The gap between the tractor and trailer intrigues me. I would like to see a device which completely closes that gap at speeds over 45 MPH and retracts to allow maneuverability at lower speeds. Surely our inventive minds can come up with something that works.
I would also like to see side skirts that completely enclosed the trailer wheels and even the tractor rear duals if at all possible. Think of the possible fuel economy benefits of such a device.
Another advantage of such skirting would be vastly improved splash and spray performance. We’ve done a terrible job with splash and spray over the years, and this is another item which gives trucking a bad reputation. It is particularly important with inclement winter weather coming.
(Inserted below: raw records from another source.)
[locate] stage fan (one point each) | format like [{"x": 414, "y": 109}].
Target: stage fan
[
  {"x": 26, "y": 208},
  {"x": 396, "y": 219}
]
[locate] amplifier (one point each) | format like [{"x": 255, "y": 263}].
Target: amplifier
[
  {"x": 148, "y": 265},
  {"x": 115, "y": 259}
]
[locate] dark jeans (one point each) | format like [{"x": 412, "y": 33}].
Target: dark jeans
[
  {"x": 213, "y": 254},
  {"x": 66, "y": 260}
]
As far as slower speeds go, speed reduction results in FE improvements in two areas. Slower speeds reduce aerodynamic drag, which improves FE. Slower speeds also reduce engine RPMs, which improves FE due to reduced engine pumping losses.
Visualize the engine as a large hypodermic syringe. The cylinder is the large volume, and the inlet tract represents the filler tube. As you know, if you try to fill the syringe too rapidly (higher speeds), uneven filling and poor mixing results. At slower speeds, the filling is more complete, and the air/fuel mixture has more time to mix in a homogeneous way.
My experience running FE events on both cars and motorcycles over the years suggests that you should use the slowest engine speed possible. A long stroke engine operated at very low speeds is the most efficient FE engine. Look at old Harley-Davidson V-twins and marine diesels as good examples. I never operated the engine in our old Shell Mileage Marathon vehicle over 1,300 RPM. I never idled. And the 376.59 MPG record we set in 1973 has never been broken. I rest my case.
I think a straight through transmission with a low numerical gear ratio is best for FE, due to the lack of friction. You can always downshift if you can’t pull the load.
And what about spiral bevel rear axle gears instead of hypoid? Hypoid gears increase frictional drag considerably over spiral bevel gears. Even the lubrication requirements are more stringent. One of the reasons why front wheel drive passenger cars get better FE than rear-wheel drive cars is that many of them use spiral bevel axle gears. We need to look at this more closely. I know diesel fuel is relatively cheap right now, but you and I both know that this won’t last forever.